Je m’étais assise sur le mur du quai, non loin des deux sphinx au bord de la Tamise. Les êtres fabuleux en bronze jetaient des reflets mats et réguliers comme s’ils étaient en ébène noir. Un sourire flottait sur leurs lèvres charnues, ils tendaient impassibles leurs pattes l’un vers l’autre, bien que l’un des sphinx fût plein d’éraflures et de cicatrices, touché par la première attaque d’aviateurs allemands sur Londres, quelques minutes avant minuit le 4 septembre 1917, comme le relevait une plaque commémorative. Des petits doubles des sphinx peuplaient les bancs du quai à proximité, les divisaient en places assises.
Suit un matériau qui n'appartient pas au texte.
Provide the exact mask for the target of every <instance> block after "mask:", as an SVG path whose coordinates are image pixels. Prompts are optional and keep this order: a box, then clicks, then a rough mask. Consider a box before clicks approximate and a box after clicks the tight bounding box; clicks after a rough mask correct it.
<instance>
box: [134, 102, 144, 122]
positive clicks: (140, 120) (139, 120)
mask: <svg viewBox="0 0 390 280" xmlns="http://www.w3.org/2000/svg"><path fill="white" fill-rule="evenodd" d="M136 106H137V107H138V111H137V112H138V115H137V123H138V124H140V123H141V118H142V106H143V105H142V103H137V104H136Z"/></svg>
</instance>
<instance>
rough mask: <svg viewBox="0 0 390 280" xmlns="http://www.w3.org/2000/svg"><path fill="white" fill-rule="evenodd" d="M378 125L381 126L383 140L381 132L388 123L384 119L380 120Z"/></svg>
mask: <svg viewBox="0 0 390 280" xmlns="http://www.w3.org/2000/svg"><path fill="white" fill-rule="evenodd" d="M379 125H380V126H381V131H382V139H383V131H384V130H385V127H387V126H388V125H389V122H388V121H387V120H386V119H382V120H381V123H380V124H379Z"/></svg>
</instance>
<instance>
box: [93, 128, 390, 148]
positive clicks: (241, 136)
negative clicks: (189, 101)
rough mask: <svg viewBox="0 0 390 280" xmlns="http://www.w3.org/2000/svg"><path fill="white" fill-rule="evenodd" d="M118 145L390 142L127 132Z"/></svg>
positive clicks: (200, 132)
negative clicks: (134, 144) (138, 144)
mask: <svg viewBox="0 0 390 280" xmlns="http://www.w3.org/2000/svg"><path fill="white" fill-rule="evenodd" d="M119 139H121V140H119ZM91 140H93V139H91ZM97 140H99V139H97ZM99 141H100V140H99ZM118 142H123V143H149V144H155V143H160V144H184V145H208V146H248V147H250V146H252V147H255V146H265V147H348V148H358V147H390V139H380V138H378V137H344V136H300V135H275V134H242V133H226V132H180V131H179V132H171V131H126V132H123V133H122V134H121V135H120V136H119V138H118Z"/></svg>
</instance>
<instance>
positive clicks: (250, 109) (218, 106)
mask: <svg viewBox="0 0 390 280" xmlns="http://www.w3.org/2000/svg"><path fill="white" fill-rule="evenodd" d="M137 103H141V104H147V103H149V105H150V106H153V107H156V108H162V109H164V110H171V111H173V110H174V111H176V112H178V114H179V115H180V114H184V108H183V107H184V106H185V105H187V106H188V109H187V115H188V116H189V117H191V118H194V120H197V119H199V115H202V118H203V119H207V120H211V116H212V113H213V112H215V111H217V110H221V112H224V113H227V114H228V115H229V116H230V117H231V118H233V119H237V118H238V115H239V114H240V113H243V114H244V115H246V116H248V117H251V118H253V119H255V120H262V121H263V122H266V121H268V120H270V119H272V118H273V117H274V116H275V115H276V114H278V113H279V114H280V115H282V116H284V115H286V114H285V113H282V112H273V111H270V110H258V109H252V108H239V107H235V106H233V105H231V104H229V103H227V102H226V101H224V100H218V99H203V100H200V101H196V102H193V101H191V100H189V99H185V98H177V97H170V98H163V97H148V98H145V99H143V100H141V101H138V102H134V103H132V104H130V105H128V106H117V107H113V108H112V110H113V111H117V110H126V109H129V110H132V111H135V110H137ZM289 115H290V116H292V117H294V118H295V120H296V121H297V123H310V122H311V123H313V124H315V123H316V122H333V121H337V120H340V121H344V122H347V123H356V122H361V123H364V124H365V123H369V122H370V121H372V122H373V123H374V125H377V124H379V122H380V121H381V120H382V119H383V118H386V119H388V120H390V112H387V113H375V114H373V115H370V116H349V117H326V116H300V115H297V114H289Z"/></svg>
Pour permettre une paisible intimité ou empêcher les sans-abri de dormir ? La marée montait presque imperceptiblement, baignait les galets, chassait les pigeons qui sautillaient alentour, effaçait les traces humaines et animales. Une tong incrustée dans le sable opposa une longue résistance avant d’être emportée par les flots. L’odeur de la mer s’était dissipée. Les sphinx rêvaient les yeux ouverts, leur regard scrutait la Tamise en amont et en aval, mais ils n’avaient pas connu le chaos des voiliers et des navires qui tanguaient avec leurs cargaisons exotiques. Avant même leur arrivée, les East et West India Docks avaient commencé leurs activités à l’est de la ville, et les îles Britanniques qui jadis étaient entièrement recouvertes d’immenses forêts de chênes avaient sombré dans le passé.